You acknowledge that software in general is not error-free and agrees that the existence of any error in the Software does not constitute a breach of this Agreement by the Licensor.

  1. Termination

The Licensor can terminate this Agreement immediately by notice to you if you:

    1. breach this Agreement and, if the breach can be remedied, fail to remedy the breach within fourteen (14) days of a notice from the Licensor requiring the breach to be remedied;
    2. breach this Agreement and the breach cannot be remedied;

Termination of this Agreement the Licensor will not prejudice any other rights or remedies of the Licensor.

  1. Consequences of termination

Immediately upon the termination of this Agreement, any obligations of the Licensor under this Agreement will automatically cease and you must cease using the Software and the Licensor’s Confidential Information.

  1. Assignment

You must not assign your rights or obligations under this Agreement without the Licensor’s prior written consent.

The Licensor is entitled to transfer or assign the Software or to grant rights in relation to the Software or assign its rights and obligations under this Agreement to a third party but, in any case, subject to your rights under this Agreement.

  1. General

The provisions of this Agreement must not be varied except by agreement in writing signed by the parties.

If any provision of this Agreement is held invalid, unenforceable or illegal for any reason, this Agreement will remain otherwise in full force apart from such provision which will be deemed deleted.

This Agreement will be governed by the laws in force in South Australia.  The parties submit themselves to the non-exclusive jurisdiction of South Australian courts and competent appellate courts.

This Agreement constitutes the entire agreement between the parties in relation to its subject matter. This Agreement supersedes any prior agreements, understandings, negotiations and discussions whether oral or written regarding the ownership or licensing of the Software. 

The parties are independent contractors.  The relationship between the parties is not one of partnership, agency or joint venture.

Notices under this Agreement must be delivered by hand, by prepaid post, by facsimile or by electronic mail to the addresses notified by the parties to each other from time to time.

Any waiver by the Licensor of any breach by you of any of the terms of this Agreement will not effect or prejudice the rights and remedies of the Licensor in respect of any future or other breach by you of any of the terms of this Agreement.

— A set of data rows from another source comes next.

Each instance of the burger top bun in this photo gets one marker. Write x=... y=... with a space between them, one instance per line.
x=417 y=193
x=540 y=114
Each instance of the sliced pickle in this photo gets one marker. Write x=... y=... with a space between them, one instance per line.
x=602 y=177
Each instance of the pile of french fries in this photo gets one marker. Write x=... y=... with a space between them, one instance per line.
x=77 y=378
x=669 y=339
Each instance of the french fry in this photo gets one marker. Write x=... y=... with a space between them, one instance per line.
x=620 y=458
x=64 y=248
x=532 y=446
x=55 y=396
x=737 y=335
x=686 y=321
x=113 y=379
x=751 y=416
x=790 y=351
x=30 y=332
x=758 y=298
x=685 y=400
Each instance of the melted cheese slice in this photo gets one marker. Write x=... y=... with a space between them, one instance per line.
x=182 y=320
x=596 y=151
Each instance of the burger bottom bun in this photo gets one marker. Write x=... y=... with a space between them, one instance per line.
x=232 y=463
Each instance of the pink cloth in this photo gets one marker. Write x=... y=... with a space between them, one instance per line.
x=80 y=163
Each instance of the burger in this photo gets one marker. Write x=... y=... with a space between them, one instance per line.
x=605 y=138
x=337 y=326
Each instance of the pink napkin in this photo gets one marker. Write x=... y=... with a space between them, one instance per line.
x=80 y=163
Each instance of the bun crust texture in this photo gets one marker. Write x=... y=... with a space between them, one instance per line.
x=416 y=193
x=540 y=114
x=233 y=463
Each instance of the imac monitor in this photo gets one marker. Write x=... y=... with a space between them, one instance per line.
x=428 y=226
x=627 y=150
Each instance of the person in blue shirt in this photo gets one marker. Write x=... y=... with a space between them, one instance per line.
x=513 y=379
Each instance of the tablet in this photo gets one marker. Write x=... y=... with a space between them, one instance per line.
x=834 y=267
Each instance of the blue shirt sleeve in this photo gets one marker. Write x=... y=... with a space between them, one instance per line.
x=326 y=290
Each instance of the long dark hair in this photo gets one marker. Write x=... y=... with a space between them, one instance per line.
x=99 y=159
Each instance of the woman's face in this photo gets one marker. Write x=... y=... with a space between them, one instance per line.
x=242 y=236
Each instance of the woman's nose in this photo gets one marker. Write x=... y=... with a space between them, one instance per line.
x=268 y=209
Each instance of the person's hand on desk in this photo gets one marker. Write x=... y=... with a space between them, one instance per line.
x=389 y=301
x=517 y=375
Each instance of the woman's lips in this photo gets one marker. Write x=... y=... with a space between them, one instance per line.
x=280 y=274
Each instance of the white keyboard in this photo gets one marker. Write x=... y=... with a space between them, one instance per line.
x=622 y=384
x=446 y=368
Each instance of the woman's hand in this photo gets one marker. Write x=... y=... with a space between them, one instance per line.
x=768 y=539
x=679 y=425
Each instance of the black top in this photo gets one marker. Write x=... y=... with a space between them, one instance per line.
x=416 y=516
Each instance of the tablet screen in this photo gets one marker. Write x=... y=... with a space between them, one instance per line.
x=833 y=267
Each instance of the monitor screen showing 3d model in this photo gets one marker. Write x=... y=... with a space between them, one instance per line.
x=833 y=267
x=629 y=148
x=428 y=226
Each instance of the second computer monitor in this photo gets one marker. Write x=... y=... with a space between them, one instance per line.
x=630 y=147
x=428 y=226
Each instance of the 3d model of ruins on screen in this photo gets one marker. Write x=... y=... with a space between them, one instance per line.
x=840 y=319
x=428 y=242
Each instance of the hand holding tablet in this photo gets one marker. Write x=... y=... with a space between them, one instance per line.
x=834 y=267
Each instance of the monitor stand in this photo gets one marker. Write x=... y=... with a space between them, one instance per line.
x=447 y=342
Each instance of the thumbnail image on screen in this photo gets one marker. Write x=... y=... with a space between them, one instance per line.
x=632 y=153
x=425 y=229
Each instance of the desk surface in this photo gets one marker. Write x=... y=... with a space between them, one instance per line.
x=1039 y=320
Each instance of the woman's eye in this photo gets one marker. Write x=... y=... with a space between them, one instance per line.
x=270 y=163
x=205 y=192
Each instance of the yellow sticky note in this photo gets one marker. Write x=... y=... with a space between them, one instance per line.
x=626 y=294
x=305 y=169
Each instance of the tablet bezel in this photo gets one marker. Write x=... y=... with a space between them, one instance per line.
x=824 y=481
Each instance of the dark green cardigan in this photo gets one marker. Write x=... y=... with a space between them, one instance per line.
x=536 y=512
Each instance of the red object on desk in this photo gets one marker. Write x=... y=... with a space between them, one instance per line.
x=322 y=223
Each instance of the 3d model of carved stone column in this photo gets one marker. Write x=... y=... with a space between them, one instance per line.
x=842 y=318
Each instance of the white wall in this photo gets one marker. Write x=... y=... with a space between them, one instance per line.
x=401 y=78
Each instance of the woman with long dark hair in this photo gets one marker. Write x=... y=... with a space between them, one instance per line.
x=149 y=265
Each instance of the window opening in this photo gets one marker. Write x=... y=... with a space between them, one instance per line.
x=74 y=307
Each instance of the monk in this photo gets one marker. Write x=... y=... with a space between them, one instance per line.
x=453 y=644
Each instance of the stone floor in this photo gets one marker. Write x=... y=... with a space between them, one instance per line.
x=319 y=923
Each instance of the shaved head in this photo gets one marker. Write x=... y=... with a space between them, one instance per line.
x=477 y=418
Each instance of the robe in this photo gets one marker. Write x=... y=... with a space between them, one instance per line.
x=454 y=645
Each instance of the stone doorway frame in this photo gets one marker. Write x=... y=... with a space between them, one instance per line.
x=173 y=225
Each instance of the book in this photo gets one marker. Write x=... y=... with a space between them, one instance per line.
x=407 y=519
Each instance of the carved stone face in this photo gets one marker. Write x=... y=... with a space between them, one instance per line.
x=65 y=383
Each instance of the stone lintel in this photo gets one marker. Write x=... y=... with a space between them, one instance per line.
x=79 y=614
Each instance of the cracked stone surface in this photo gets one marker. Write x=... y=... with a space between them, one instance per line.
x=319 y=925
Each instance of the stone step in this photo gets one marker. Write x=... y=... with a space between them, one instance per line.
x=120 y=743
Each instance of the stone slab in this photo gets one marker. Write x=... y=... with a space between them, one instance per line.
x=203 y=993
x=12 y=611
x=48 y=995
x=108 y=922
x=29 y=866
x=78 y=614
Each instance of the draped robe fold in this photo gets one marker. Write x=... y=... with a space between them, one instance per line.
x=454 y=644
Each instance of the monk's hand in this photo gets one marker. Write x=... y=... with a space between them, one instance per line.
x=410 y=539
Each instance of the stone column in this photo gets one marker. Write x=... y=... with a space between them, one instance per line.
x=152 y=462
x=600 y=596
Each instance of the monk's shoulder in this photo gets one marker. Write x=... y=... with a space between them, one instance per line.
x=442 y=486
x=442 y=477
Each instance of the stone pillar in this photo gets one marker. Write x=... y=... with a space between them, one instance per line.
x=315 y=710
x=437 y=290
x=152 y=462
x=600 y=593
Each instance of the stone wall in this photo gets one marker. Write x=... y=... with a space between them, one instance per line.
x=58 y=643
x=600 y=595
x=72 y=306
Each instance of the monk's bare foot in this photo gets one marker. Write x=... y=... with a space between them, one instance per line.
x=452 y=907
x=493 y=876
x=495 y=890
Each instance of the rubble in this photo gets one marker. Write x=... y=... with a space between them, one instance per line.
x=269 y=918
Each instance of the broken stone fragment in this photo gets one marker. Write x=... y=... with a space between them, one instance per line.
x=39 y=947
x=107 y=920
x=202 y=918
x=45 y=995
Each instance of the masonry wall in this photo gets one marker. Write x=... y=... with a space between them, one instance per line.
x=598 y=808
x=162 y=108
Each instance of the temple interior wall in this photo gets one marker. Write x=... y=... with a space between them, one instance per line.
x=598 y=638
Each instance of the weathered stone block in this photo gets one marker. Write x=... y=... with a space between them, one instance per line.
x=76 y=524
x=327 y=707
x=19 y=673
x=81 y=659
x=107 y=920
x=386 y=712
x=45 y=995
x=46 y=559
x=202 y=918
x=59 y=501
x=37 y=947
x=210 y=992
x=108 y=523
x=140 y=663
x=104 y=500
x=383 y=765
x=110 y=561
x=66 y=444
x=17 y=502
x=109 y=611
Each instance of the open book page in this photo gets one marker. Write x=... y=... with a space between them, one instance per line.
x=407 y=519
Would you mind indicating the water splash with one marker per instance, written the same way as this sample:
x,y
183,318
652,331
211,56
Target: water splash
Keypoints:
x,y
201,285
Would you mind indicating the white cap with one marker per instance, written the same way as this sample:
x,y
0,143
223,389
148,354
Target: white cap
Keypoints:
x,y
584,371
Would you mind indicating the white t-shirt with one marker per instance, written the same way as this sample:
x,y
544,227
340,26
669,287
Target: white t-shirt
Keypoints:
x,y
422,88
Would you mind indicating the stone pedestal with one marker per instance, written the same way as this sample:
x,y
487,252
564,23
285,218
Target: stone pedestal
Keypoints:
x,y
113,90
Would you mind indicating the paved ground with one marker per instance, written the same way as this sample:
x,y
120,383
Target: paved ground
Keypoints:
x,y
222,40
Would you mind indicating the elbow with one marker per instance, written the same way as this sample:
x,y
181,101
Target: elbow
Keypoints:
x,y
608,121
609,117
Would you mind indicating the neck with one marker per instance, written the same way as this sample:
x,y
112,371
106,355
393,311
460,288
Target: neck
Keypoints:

No failure or delay by the Licensor to act upon or enforce any of its rights or remedies under this Agreement will be deemed a waiver by the Licensor of any such rights or remedies or effect or prejudice the rights and remedies of the Licensor under this Agreement.

A party that breaches this Agreement will be liable for all costs, losses and damages incurred by the other party as a result of that breach.

The parties must do everything necessary or desirable to give effect to the terms of this Agreement.

The covenants, conditions and provisions of this Agreement which are capable of having effect after the termination of this Agreement will remain in full force and effect following termination.